Мать не на шутку рассердилась. Она не может повесить длинную штору — окно слишком маленькое. И разве здесь добьешься такой чистоты, как в комнате у Старой дороги, когда постоянно дымит печка? Уж она ли не переживала, что у нас такая неприглядная комната! Поэтому-то мои слова и задели ее за живое. Но я мечтала о чашке кофе в уютной комнате с накрахмаленными, подсменными шторами и белой скатертью, и чтобы в этой комнате на желудевом диване, который кстати выглядел уже довольно ободранным, сидела моя прекрасная учительница.
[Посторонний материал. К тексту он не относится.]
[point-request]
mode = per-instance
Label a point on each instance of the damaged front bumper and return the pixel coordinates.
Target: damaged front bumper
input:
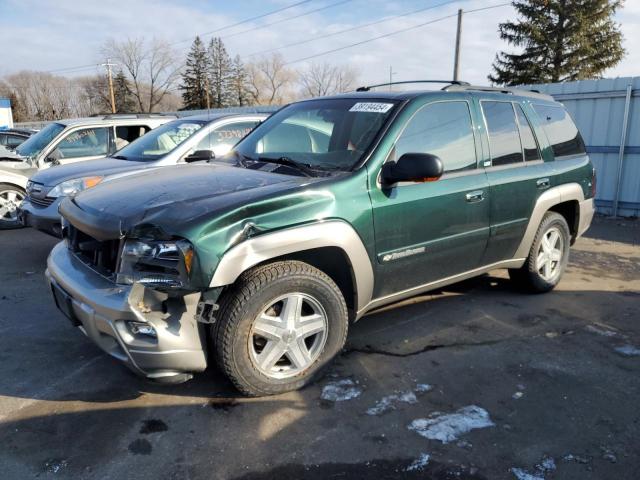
(156, 335)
— Что сказала учительница? — внезапно спросила мать. — Ты отдала ей записку?

— Какая она красивая! У нее короткие вьющиеся волосы, точь-в-точь как у королевы с бабушкиной картины (на картине была изображена кронпринцесса Виктория).

Несколько минут мать молчала.

— Не могла бы ты здесь прибрать немножко, чтоб стало хоть чуточку красивее? — осторожно спросила я. — А еще мне так хочется даларнскую сумочку! И я буду такая же, как…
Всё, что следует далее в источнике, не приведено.